[Question] Does there exist a detailed Bayesian COVID tracker?

[bounty: $100 for recommending a tool that I use for more than two weeks]

I would love (and happily pay for) a piece of software that I could tell (a) a bunch of recent interactions between people (“Alice, masked, spent 3 hours, indoors, distanced, with Bob, unmasked, on Nov 1”), and (b) a bunch of evidence about their health over time (“Dolores tested negative on Nov 3″), and make queries about how likely various people are to have COVID.

I’d want it to be capable of complicated inferences like “Alice met with Bob yesterday; Bob met with Charlie 4d ago; Charlie separately met with Dolores that same day. Dolores just tested negative; given that, Alice is now less likely to be incubating COVID.”

Ideally, it would take into account things like contagiousness-over-time profiles, and incubation periods, and asymptomatic cases, and how all those things differ between people, and tests’ false negative rates—but I realize that’s a lot to ask.

Some non-solutions:

  • https://​​microcovid.org is great at what it does, but what it does is analyze individual activities, not make inferences between people and across time.
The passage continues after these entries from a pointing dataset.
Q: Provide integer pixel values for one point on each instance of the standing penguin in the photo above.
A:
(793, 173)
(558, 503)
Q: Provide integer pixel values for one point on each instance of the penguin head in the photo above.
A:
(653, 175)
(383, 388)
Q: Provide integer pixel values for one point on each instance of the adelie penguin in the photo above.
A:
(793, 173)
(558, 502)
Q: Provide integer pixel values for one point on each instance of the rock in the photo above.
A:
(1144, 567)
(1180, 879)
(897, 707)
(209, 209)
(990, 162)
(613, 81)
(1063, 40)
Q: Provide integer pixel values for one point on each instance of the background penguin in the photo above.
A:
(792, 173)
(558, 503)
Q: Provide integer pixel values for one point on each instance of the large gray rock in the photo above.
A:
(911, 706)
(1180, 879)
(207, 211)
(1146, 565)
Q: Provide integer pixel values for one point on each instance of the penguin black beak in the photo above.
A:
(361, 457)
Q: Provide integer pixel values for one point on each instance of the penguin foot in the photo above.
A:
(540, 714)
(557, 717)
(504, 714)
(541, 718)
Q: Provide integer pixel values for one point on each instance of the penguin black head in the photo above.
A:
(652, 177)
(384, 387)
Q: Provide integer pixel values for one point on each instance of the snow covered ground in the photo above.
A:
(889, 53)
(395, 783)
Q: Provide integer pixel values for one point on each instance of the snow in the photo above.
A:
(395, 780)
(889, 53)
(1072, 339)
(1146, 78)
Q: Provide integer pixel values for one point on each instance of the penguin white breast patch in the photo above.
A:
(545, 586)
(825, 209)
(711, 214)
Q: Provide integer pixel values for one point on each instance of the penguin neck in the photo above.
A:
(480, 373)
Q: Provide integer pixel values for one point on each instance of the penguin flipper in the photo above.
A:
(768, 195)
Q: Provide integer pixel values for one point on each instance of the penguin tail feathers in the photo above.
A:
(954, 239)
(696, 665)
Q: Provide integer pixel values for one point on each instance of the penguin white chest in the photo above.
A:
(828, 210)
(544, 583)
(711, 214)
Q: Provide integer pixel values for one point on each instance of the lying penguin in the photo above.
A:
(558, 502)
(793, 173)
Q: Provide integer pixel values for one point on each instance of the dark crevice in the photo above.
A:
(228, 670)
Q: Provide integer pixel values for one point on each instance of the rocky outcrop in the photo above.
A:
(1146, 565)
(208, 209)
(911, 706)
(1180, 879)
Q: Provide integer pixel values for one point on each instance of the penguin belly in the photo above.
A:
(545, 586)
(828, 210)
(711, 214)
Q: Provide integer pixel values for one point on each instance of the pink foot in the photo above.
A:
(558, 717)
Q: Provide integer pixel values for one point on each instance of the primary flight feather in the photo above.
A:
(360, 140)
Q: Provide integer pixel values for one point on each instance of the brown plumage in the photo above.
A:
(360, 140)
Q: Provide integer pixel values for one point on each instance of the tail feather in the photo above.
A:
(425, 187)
  • ^ The associated MicroCOVID spreadsheet does better on this front, but (AFAICT) doesn’t capture correlations between people’s risk levels, or make inferences like “Zelda tested negative, therefore all the microcovids she inflicted over the last couple weeks should be somewhat discounted.”

  • Privacy-conscious COVID tracking apps can’t offer the level of sophistication I want. I want to be able to account for masked-ness and ventilation, which flatly isn’t captured by “How many pings did Alice’s phone hear from Bob’s?”